As a young boy I remember hearing the question put to my grandfather by a visitor to a tent meeting in Northwest Arkansas. It was the beginning of a church in the small farm town of Lincoln. I had never considered that there were different faiths. In my simplistic and concrete view of the world there were only the saved and the lost. This was a learning moment.
My grandfather was a straightforward preacher who devoted himself to biblical teaching. His response was direct, “We are of the Apostolic faith. We believe and teach the Apostles doctrine.” Rather than appeal to denomination or organization he went back to the source, the New Testament foundation of the early church. This opened my eyes to understand three things: 1) faith must be Scriptural; 2) faith must be defensible; 3) faith must be personal.
The Apostle Paul declared, “No other foundation can anyone lay than that which is laid, which is Jesus Christ” (1 Corinthians 3:11), and that we are, “Built on the foundation of the apostles and prophets, Jesus Christ Himself being the chief cornerstone” (Ephesians 2:20). When our faith is solely in Jesus Christ and we embrace the testimony of Scripture we have a steadfast foundation on which to build our lives.
There is an endless stream of philosophies, religions, and ideologies. There seems to be a tailor-made worldview to support every new idea that has ever been concocted. Many arguments sound good and some even make sense. However, for faith to be valid it must be grounded in the sure foundation of truth. Jesus said, “Heaven and earth will pass away, but My words will by no means pass away” (Mt. 24:35; Mk. 13:31; Lu. 21:33). If we are to have a defensible faith it must be based on that which will endure the test of time and remain viable in eternity.

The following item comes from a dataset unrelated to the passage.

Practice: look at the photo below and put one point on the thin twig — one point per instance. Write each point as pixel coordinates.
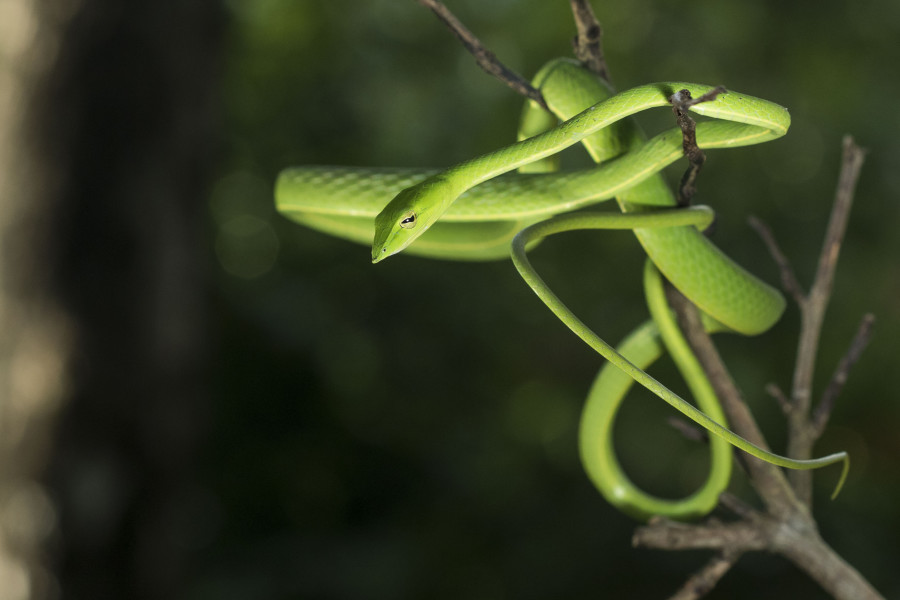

The “faith of our fathers” is a wonderful heritage, but faith cannot be inherited. It must be born anew in every generation and in every life. Faith must become personal, more than recited dogma or family tradition. There must be an experience of faith, an epiphany of the reality of our relationship with Jesus Christ. It is more than religious ritual or weekly observance. Faith must be intimate, authentic, and ingrained in the very fabric of our lives. To be faith it must be believed in the center core of our conviction, defended in the face of detractors, and celebrated with certainty.
Let your faith become as resolute as the early believers, “They continued steadfastly in the apostles’ doctrine and fellowship, in the breaking of bread, and in prayers” (Acts 2:42).
“I am with you in spirit, rejoicing to see your good order and the steadfastness of your faith in Christ” (Colossians 2:5).